Despite pressure, brick-and-mortar retail stores will persevere

In Opinion
A photo of the parking lot filled with cars at the Brea Mall. It's sunset, shadows are long, and a Macy's is in the background.
(Photo Illustration by Riley McDougall)

For the past few years, many people have been predicting the end of brick-and-mortar retail stores. After Amazon briefly hit the $1 trillion market value last month, it would seem they might be right.

Things may not appear to be going well for traditional retailers, but there is evidence that these difficulties are a sign of transformation rather than an end. Despite the popular assumption that they are disappearing, brick-and-mortar stores will continue to be competitive with online retailers by offering customers convenience and low prices.

Online and traditional retailers are competing on every possible front. Take the world’s largest online retailer, Amazon, and compare it with one of the world’s largest brick-and-mortar retailers, Walmart. Amazon’s value is impressive — $921.66 billion, while Walmart pales in comparison at $273.28 billion.

But this doesn’t tell the whole story. Despite the higher market cap, sales for Amazon were about $177.87 billion worldwide in 2017, according to Amazon’s 2017 annual report.
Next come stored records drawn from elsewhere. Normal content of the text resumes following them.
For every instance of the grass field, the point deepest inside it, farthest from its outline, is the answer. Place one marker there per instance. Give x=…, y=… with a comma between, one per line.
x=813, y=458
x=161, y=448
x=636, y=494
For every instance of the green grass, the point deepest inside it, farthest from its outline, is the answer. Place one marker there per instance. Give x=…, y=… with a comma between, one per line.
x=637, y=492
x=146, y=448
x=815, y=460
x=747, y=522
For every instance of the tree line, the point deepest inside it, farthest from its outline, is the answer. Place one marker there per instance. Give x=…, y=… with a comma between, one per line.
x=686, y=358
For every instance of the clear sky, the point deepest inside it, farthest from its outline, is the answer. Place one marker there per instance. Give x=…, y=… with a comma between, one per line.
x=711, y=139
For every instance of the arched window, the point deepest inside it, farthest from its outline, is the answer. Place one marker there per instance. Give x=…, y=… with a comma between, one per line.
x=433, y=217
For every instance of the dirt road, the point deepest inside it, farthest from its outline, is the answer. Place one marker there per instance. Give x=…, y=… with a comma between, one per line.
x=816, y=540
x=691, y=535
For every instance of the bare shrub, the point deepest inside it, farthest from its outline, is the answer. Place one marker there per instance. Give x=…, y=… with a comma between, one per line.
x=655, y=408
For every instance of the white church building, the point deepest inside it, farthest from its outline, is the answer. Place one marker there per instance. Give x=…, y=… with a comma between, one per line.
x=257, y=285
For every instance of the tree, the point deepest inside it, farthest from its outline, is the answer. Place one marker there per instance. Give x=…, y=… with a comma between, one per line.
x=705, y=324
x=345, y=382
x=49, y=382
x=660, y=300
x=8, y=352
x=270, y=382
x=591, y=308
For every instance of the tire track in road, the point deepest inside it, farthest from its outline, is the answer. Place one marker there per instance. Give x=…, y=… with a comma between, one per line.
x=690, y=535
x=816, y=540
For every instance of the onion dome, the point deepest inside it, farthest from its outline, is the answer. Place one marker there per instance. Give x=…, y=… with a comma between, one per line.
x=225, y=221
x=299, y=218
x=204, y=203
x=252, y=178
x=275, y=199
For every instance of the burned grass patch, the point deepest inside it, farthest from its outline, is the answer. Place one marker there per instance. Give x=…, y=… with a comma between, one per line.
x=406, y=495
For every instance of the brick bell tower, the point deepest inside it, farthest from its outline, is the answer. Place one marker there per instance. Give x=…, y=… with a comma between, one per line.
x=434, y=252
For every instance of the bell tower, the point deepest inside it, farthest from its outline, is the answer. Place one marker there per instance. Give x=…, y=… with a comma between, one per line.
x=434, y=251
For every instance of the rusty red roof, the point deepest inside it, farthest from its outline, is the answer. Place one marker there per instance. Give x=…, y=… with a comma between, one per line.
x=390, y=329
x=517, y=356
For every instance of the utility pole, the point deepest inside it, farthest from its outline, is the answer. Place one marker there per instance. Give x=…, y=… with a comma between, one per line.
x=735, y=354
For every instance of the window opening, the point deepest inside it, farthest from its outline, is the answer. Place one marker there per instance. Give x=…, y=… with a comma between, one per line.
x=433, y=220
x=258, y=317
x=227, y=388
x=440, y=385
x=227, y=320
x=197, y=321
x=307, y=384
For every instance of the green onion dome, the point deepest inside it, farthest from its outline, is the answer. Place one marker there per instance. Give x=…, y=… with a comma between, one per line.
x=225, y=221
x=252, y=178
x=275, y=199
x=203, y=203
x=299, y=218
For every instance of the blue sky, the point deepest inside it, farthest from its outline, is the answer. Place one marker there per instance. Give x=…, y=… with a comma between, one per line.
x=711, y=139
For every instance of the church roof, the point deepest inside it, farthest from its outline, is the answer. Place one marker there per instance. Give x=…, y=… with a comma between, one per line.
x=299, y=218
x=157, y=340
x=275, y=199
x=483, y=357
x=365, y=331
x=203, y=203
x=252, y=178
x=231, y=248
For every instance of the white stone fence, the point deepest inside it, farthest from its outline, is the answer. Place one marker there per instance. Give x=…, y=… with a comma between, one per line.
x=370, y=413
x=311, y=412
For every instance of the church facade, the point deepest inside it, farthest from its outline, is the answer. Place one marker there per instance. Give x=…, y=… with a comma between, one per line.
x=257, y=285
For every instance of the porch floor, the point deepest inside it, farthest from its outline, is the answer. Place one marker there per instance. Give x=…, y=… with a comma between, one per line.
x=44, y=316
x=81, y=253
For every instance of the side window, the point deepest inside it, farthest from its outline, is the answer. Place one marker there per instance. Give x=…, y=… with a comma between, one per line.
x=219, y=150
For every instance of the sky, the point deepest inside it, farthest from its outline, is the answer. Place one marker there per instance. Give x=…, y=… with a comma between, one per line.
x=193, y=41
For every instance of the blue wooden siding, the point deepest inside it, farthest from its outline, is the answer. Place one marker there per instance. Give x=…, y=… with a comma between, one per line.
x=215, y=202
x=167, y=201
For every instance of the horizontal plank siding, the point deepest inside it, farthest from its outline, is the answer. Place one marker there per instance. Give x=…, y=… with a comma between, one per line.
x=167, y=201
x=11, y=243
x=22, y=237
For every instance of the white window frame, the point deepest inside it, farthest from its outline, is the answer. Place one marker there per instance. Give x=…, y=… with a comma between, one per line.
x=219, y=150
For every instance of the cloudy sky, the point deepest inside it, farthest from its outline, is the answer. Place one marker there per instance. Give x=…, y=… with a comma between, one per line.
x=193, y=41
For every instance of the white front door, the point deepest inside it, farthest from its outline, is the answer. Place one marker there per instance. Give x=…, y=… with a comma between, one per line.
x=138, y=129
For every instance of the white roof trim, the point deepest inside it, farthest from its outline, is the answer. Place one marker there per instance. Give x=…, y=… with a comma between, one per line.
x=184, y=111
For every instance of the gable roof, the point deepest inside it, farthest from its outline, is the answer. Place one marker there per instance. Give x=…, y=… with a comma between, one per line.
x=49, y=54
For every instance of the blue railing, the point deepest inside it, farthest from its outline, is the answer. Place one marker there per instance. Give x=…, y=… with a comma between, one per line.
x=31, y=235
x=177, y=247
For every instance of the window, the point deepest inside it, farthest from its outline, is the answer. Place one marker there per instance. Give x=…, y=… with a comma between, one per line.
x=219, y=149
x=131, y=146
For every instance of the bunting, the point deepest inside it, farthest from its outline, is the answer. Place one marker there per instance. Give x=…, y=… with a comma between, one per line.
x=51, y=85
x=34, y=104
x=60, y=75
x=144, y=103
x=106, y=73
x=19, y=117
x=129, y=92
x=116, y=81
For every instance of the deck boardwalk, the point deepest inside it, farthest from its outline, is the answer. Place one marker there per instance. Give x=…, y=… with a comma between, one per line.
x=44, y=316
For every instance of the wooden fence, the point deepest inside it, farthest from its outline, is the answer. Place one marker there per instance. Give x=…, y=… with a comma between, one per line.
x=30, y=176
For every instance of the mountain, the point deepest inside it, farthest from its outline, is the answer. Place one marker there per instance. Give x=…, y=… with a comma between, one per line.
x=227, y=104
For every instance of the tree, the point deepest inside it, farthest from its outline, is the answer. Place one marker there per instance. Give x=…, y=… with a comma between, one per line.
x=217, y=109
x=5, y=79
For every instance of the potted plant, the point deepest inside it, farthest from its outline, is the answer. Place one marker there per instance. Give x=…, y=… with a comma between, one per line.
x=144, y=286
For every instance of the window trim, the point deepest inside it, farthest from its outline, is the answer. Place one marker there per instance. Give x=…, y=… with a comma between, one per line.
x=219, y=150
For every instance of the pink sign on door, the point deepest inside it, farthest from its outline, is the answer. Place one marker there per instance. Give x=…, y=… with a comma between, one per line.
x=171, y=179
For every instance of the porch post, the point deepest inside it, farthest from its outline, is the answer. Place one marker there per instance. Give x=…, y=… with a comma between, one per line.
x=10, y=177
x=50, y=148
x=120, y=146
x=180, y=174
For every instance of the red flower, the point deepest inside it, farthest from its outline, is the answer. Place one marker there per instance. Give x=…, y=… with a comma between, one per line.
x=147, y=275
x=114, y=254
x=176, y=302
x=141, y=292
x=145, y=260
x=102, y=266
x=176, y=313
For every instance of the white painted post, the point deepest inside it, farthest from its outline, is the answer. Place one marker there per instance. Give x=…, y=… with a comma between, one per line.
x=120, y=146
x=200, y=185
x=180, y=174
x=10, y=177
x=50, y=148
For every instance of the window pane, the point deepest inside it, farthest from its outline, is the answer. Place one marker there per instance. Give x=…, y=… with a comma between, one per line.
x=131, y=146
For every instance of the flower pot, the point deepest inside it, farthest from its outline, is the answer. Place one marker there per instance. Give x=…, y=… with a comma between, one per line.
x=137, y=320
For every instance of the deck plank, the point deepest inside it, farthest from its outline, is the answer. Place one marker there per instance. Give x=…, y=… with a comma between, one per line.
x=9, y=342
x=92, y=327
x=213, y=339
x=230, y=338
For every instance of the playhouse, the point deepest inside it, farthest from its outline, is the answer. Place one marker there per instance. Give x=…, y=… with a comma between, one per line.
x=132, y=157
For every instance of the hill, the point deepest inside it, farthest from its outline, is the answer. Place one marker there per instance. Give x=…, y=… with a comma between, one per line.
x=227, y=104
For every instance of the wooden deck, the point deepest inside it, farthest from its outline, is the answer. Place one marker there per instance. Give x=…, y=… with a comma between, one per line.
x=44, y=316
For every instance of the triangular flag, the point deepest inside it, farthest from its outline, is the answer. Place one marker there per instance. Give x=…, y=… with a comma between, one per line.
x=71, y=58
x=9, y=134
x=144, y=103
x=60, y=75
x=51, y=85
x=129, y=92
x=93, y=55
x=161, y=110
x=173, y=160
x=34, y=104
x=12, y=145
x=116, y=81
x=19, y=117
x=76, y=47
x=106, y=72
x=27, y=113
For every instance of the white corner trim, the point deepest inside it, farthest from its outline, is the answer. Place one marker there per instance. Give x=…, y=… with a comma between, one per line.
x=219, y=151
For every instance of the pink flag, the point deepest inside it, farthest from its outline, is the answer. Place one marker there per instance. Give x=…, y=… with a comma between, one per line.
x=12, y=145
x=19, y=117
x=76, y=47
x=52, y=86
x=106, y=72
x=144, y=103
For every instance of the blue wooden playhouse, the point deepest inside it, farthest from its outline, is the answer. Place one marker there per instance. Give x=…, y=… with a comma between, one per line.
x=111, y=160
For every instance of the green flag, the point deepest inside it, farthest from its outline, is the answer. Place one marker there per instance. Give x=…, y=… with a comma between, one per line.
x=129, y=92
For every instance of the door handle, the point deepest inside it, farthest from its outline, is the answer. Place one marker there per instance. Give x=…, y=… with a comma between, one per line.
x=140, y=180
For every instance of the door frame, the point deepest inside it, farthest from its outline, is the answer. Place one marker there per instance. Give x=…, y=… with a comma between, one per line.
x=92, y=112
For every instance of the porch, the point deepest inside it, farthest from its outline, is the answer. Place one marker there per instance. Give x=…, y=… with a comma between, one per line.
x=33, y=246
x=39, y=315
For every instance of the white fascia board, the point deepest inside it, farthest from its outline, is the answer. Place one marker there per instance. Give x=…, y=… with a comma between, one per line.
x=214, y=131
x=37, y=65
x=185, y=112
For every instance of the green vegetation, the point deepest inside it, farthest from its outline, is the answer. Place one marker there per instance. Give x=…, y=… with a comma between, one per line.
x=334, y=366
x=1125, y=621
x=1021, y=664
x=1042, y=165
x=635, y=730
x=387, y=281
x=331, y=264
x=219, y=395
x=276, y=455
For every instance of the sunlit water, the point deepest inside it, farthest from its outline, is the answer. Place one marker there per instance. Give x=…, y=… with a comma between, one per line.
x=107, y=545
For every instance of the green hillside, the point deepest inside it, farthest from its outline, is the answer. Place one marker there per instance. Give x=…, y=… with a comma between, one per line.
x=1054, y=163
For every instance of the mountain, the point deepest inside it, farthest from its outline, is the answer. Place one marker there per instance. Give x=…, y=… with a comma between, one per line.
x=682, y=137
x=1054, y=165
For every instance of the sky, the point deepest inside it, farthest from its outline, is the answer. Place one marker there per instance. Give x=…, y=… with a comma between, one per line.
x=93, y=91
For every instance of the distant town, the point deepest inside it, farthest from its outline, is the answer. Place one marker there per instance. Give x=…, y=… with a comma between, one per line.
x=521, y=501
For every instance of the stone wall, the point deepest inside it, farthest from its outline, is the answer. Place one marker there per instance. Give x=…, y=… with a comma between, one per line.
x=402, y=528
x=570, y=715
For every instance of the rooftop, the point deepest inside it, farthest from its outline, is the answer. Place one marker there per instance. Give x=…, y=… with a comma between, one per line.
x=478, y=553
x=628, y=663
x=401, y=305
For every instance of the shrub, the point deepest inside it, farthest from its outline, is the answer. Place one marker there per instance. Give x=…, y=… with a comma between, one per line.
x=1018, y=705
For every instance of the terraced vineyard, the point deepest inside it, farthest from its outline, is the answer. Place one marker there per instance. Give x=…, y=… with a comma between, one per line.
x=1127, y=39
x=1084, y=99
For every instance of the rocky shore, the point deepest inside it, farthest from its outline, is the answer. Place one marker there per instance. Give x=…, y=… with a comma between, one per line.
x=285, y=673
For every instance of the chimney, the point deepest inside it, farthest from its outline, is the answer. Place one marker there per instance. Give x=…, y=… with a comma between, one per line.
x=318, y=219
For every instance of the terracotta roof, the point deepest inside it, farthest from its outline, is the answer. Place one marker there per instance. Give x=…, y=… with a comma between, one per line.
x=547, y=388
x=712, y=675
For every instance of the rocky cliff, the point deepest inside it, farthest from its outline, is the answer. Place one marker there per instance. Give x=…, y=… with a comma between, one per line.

Meanwhile Walmart made about $500.3 billion in revenue over their fiscal year 2018, according to their annual report.

The reports also show that Walmart serves about 270 million customers each week and Amazon just hit over 100 million Prime users this year.

The advantage of grocery stores, convenience stores, big-box retailers and discount dollar stores is the sense of immediacy they offer compared to online shopping. If someone runs out of milk at home, the person doesn’t buy milk online and wait for a delivery. The individual may instead make their way to a local shop to purchase milk. People also value the ability to see what they are purchasing, so sentiment is on the side of brick-and-mortar shops.

Walmart became the big-box retailer it is today by selling goods at its several locations with huge discounts. It can afford to offer these discounts because it constantly pushes suppliers to cut prices. It also has a very efficient grocery business, which Amazon only recently entered into when it bought Whole Foods.

In that regard, Amazon actually seems to be in the process of turning itself into a more traditional brick-and-mortar retailer. It has a physical retail presence in 23 districts in the United States. The company also fully owns Whole Foods, which gives Amazon access to Whole Foods’ distributors. Amazon also plans to launch 3,000 cashier-less, cashless Amazon Go grocery stores by 2021. Obviously Amazon sees physical locations as part of it’s long-term retail strategy.

Brick-and-mortar stores adapt to become more competitive and consumers benefit from it. For example, many stores will price match to online prices. Even the Titan Bookstore will price match textbooks so students can get their books at a low price and at the last minute.

Online retail is growing quickly, and has been outperforming traditional stores. However, online stores have shown that they are not going to replace traditional retailers anytime soon and Amazon’s entry into the brick-and-mortar market guarantees that.